Toch hoefde je niet bijzonder scherp te lezen om in dit persbericht de huidige tijd te horen meeklinken. Nog maar een week geleden noemde een woordvoerder van een regeringspartij de studie van kleine talen als Hebreeuws en Aramees een ‘linkse hobby’. Onder het mom van een ’transitie’ heeft het Utrechtse faculteitsbestuur nu besloten om de studies Frans, Duits, Italiaans, Keltisch, Islamstudies en Arabisch, en religiestudies te schrappen. De reden: deze talen zouden te klein zijn.
Het persbericht is geformuleerd in zalvende bewoordingen. Door het opheffen van deze talen – door afstand te doen van de verdieping in andere talen en culturen – zou de faculteit ‘toekomstbestendig’ worden. Kennelijk is wederzijds begrip in de toekomst volkomen overbodig. Volgens het persbericht blijft verder de expertise van de huidige medewerkers bestaan. Maar hoe we straks nog Keltologen hebben als deze studie wordt gereduceerd tot een paar vakken binnen een zogenaamde ‘brede bachelor’, dat vermeldt het persbericht niet.
Je zou verwachten dat alle betrokkenen een opdracht van openlijk antiwetenschappelijke machthebbers juist zouden proberen te dwarsbomen. Of op zijn minst dat er ergens een geluid van verzet te horen zou zijn. Maar in dit persbericht worden de bezuinigingen met enthousiasme verdedigd.
Draak
Er was nog iets schrijnends aan het Utrechtse bericht: het verwijst herhaaldelijk naar de getroffen studies als ‘niet rendabel’. Dat opleidingen per definitie nooit ‘rendabel’ zijn – je leidt mensen op, en dat kost geld – en dat je als faculteit juist geacht wordt te staan voor wat waardevol is, kwam niet ter sprake.
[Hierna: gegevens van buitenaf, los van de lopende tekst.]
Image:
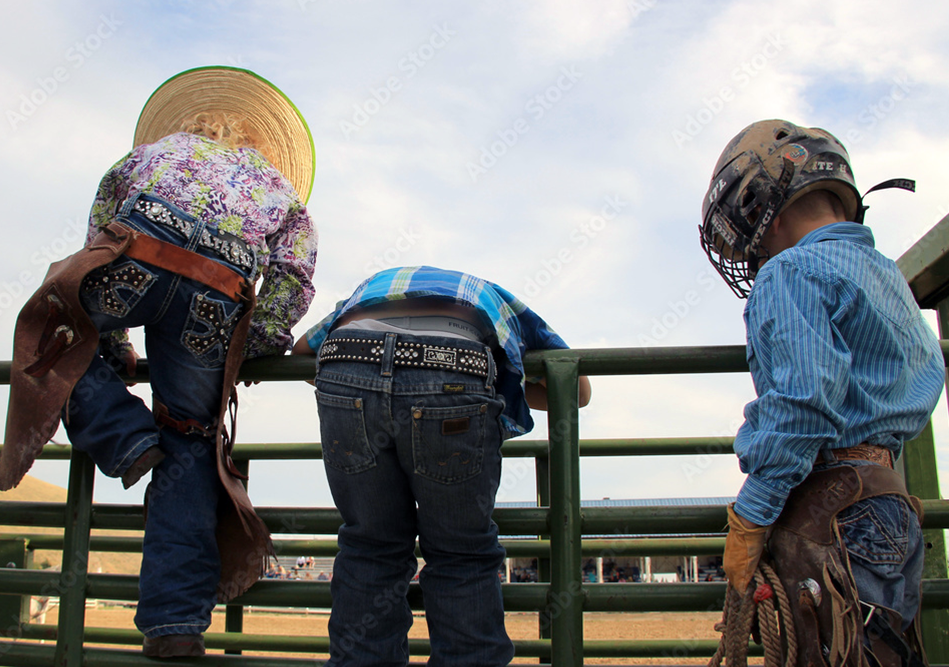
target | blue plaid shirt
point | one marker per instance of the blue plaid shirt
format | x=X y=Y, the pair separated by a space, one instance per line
x=516 y=326
x=839 y=354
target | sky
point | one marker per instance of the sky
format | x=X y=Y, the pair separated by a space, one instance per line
x=561 y=149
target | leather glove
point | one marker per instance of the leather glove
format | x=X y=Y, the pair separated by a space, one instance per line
x=743 y=549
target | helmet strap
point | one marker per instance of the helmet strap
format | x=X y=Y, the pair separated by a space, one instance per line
x=901 y=183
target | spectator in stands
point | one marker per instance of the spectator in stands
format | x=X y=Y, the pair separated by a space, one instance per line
x=420 y=378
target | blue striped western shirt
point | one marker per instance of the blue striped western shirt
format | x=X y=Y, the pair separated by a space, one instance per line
x=839 y=354
x=516 y=326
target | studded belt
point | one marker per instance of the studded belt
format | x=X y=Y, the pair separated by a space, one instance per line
x=862 y=452
x=407 y=353
x=226 y=246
Nog geen verdunde druppel van een krokodillentraantje. Nee, het klonk werkelijk alsof het kabinet-Schoof de geesteswetenschappen een enorme dienst had bewezen.
Want zeg nou zelf, wat is er mooier dan een opleiding Keltische Talen en Cultuur in Nederland? Natuurlijk trekt die slechts een handvol studenten, maar Nederland heeft ook geen honderden keltologen per jaar nodig – een paar is voldoende. Superspecialisten kunnen nu eenmaal alleen binnen het hoger onderwijs worden opgeleid. Bovendien is zo’n talenopleiding aanzienlijk goedkoper dan een willekeurige beta-studie. Er is geen apparatuur, er zijn geen laboratoria nodig. Zet dat kleine groepje studenten in het kantoor van de docent, en ze kunnen meteen aan de slag.
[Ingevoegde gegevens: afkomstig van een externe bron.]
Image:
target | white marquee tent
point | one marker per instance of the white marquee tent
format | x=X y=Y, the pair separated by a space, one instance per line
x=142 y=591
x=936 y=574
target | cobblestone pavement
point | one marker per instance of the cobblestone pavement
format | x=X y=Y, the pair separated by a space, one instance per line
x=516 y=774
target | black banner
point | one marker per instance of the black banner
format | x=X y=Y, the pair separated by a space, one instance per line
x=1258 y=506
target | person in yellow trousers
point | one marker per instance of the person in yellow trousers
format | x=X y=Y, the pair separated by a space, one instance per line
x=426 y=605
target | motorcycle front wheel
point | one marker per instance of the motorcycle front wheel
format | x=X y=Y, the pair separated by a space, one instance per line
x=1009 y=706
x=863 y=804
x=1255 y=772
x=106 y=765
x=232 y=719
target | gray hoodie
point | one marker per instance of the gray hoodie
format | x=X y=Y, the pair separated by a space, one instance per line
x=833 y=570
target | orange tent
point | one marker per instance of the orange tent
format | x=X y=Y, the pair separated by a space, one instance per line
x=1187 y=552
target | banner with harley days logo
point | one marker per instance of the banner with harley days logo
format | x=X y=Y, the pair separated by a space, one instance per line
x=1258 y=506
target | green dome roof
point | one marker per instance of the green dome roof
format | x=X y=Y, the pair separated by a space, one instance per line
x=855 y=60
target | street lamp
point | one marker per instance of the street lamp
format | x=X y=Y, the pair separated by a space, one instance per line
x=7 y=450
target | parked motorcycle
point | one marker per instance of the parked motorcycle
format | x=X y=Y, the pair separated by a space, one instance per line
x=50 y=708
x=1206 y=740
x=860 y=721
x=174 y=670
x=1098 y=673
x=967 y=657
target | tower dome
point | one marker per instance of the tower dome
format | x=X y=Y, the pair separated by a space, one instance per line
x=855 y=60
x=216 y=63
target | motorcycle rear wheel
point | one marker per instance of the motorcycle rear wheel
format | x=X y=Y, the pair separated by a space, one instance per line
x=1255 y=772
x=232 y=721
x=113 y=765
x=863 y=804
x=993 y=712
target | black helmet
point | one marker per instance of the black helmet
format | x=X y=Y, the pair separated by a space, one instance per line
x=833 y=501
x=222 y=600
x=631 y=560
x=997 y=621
Er zijn ook volop inhoudelijke redenen om deze studie te behouden. De Kelten hebben duizenden jaren een grote invloed gehad op de Europese cultuur, waaronder het zuiden van Nederland. Er worden nog steeds regelmatig vondsten gedaan die hun aanwezigheid bevestigen – sporen die ook duidelijk zichtbaar zijn in de literatuur en kunsten. Bovendien is Utrecht de enige plek in de Lage Landen waar deze belangrijke Europese taalgroep nog bestudeerd kan worden. De leerstoel heeft een rijke geschiedenis, en het valt gemakkelijk te beargumenteren dat de mediëvistiek in Nederland en Vlaanderen mede tot bloei is gekomen dankzij de invloed van voormalig hoogleraar Maartje Draak.
Interdisciplinair
De kern van de ellende ligt in het financieringsmodel: opleidingen worden afgerekend op hun ‘kijkcijfers’. Het zijn de toevallige voorkeuren van 17-jarigen die bepalen wat belangrijke wetenschap is – of beter gezegd, wat als ‘rendabel’ wordt gezien. Omdat deze 17-jarigen door maatregelen zoals de langstudeerboete bovendien nauwelijks ruimte hebben om halverwege van richting te veranderen en iets te kiezen wat hen misschien meer boeit, hebben specialisaties zoals Keltische Talen en Culturen geen schijn van kans.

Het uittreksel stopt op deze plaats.